Re-elections, resignations and evocative protests later. Salik sold off all belongings to undertake the famous trek to the border. He returned and contested in the National Assembly elections but had to wait for close to two years before he could take oath and assume office. That very day the Assembly was dissolved, recalls Salik with a smile. Not shying away from any opportunity to make a statement condemning administration inefficiencies and bureaucratic style of functioning was rewarded with a ministerial position by Benazir Bhutto.
He was initially to serve as minister of state, “ I said I would join office only after I have fumigated the office to symbolically rid off all its corruption,” says Salik. This evoked strong protests from politicians themselves but the conviction was to pay off. Salik, overnight, was chosen as federal minister in charge of social welfare. That meant access to high-level confidential meetings and a decisive role in policy making.

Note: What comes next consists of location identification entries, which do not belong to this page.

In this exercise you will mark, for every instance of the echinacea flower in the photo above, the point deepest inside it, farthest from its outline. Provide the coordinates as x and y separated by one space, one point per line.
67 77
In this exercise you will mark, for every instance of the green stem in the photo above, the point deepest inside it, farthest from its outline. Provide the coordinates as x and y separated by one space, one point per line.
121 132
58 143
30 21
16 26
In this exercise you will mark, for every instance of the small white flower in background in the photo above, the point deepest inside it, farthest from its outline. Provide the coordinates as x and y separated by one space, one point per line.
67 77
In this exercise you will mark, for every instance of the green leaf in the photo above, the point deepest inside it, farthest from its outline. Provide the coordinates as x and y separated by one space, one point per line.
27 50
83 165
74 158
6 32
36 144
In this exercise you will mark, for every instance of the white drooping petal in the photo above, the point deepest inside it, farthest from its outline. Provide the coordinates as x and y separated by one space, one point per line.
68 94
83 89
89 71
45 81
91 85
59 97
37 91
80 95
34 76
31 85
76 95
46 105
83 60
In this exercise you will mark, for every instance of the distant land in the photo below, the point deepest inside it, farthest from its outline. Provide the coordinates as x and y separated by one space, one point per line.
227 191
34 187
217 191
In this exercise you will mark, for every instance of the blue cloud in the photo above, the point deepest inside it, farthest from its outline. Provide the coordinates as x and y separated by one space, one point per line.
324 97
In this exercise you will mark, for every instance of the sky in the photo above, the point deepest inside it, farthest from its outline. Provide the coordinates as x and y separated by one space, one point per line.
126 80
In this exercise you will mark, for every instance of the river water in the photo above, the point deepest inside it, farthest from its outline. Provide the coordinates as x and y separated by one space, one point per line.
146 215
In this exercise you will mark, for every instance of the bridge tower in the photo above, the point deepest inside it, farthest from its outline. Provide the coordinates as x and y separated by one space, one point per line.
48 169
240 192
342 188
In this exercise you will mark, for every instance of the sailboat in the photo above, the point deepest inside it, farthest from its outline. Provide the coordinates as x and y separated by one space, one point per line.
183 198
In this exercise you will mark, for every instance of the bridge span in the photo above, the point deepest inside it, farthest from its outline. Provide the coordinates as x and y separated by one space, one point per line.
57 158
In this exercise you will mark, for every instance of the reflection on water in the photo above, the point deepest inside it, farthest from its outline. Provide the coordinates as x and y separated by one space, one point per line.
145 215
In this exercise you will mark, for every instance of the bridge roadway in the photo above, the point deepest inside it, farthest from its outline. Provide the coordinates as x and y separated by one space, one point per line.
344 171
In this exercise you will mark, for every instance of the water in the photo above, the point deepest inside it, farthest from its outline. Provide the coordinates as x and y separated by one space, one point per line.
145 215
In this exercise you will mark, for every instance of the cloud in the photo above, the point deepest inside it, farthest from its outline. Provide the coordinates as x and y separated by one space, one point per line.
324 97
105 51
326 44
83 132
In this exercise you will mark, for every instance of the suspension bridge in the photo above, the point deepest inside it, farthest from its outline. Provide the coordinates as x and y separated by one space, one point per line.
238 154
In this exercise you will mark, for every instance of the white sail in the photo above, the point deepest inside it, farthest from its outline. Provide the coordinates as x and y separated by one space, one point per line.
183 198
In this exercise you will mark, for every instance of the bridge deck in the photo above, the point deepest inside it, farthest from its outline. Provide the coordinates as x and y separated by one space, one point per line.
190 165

Corruption, he knew, ran deep, and he didn’t want to be tainted, which is one reason for his total disregard for material comforts. He believes that a leader must lead by example. He has lived by the wayside in tents with his then two-year-old son, David, who is now in the US. “The boy, he chides me in private for not giving him the pleasures of life but in public, when he sees the adulation I earn, he compliments me,” says the doting father. Salik’s wife, Marie, has been part of his struggle all the way.
He left office in style, too. He rode down in camels carrying all his personal belongings. “I wanted to demonstrate that I was not running away from the people. Anyone who felt I had wronged them during my term could come up to me and ask an explanation. I wanted to be with the people.
A highlight of his activities was his nomination for the Nobel peace prize. He is continuing on his work, and awards or not, he executes is the reason of his existence. “I have not hurt any one. I have never touched a pistol with my hand. I have always been engaged in peaceful protest. I am happy in my work, and I am happy that my work has attracted others, who consider me a father-figure,” he says.
Salik says his whole work is against three divisions: “Class, dress and glass.” Glass? “Yes, glass. The rich refuse to drink from the same glass as the poor. It is a symbolism of the emotional and societal divide.”
“Some call me mad, some laugh at me, tease me, but all I ask them is to look inside themselves. What do they see there apart from misery and strife? For them, life itself is madness,” says Salik, who attributes his inspiration, drive and recognition to God.
His father named him Julius after Caesar. “He named me after a king, a rich king; I am the king of the poor.”